Net zero artinya tidak menambah jumlah emisi gas rumah kaca di atmosfer. Gas beracun ini, seperti karbon dioksida (CO2) dilepaskan dari aktivitas yang melibatkan pembakaran minyak, gas, dan batu bara. Sektornya termasuk rumah tangga, pabrik/manufaktur, dan transportasi. Emisi yang dihasilkan kemudian menjebak energi matahari di atmosfer, dan menyebabkan pemanasan global.

Untuk mencapai net zero, reduksi emisi gas rumah kaca sebanyak mungkin sangat krusial, serta menyeimbangkan jumlah yang tersisa dengan menghilangkan jumlah yang setara.

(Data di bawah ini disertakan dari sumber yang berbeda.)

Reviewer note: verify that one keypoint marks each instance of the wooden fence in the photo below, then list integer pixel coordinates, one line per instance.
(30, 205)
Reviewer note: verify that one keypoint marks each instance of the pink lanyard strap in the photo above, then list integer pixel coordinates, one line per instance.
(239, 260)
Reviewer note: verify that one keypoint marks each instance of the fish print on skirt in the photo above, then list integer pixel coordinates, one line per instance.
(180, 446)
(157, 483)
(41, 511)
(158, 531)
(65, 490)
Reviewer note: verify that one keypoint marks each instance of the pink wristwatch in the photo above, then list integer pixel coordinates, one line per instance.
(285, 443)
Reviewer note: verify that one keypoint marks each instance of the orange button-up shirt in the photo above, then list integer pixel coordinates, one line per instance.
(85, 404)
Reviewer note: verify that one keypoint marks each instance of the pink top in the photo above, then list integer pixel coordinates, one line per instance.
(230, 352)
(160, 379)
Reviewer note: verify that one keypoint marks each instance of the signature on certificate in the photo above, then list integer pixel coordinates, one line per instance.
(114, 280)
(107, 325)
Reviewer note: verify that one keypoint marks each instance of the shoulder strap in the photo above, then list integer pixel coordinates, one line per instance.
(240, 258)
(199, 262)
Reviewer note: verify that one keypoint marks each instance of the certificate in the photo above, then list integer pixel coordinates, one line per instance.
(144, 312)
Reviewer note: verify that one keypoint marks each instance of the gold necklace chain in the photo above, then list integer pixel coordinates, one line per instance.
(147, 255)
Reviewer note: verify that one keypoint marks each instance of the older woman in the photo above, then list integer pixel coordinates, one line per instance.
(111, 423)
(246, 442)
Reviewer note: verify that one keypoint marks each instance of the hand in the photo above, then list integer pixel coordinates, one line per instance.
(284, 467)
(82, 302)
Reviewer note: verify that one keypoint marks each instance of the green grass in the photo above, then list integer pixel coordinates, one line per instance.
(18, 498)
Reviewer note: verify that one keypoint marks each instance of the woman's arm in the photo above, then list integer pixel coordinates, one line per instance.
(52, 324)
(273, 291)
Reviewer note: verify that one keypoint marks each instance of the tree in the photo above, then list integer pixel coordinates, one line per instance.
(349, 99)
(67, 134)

Di bawah Perjanjian Paris pada 2015, 197 negara menyepakati untuk membatasi kenaikan suhu di bawah 1.5C untuk menghindari dampak terburuk dari perubahan iklim.

Berbagai ilmuwan juga mengatakan bahwa untuk mencapai target tersebut, dunia harus mengurangi emisi CO2 menjadi net zero pada 2050. Hal ini yang kemudian akan menjadi topik utama dalam negosiasi pada COP26 di Glasgow, Skotlandia, Oktober mendatang. 

Namun, tidak semua emisi dapat dikurangi menjadi nol. Karena itu jumlah yang tersisa akan dikompensasi atau diimbangi (carbon offsetting). Salah satu caranya adalah menggunakan teknologi seperti carbon capture and storage (CCS).

Metode ini menggunakan mesin yang menghilangkan karbon dari udara. Karbon kemudian dipadatkan lalu dikubur di bawah tanah. Namun teknologinya masih dalam pengembangan, sangat mahal, dan belum terbukti khasiatnya.

Bagaimana dengan Indonesia?

Tata menyebut kunci zero emission pada 2050 harus sudah terlihat pada 2030. Namun, hingga saat ini belum ada tanda-tanda menuju ke arah tersebut. Di sektor kelistrikan, misalnya, tidak ada negara di Asia Tenggara yang berada pada jalur 1,5C, termasuk Indonesia.

Indonesia telah menyerahkan dokumen NDC, dengan target iklim meliputi pengurangan emisi gas rumah kaca sebesar 29% dengan usaha sendiri dan 41% dengan dukungan komunitas internasional pada 2030.

Dalam dokumen NDC terbaru, Indonesia juga menyerahkan Long-term Strategy on Low Carbon and Climate Resilience 2050 (LTS-LCCR 2050) yang disusun oleh Kementerian Lingkungan Hidup dan Kehutanan.

Dalam pembaruan itu, Indonesia mengubah target pengurangan emisi. Walau berbagai kritik menilai target itu belum sejalan dengan target Perjanjian Paris dan mendorong Indonesia agar lebih ambisius menetapkan targetnya.

Menurut Tata, saat ini Indonesia belum berada pada jalur 1,5C karena hanya akan mencapai porsi 26 persen energi bersih terbarukan dari total 50 persen yang dihitung IPCC jika ingin berada di jalur tersebut.

Skenario terbaik bagi Indonesia di sektor energi terbarukan adalah Indonesia berhenti membangun pembangkit listrik tenaga uap (PLTU) batu bara baru. Sebaliknya pemerintah diharapkan hanya membangun generator bertenaga surya dan angin. 

“Kabar baiknya, jika dilakukan perubahan mendasar dalam regulasi dan kebijakan Indonesia bisa berada di jalur yang tepat di 2050 untuk sektor kelistrikan. Poinnya baik menuju 2030 dan 2050, memang dibutuhkan perubahan fundamental dalam cara membangun jika ingin berada di jalur yang tepat. Tidak bisa setengah hati,” ujar Tata.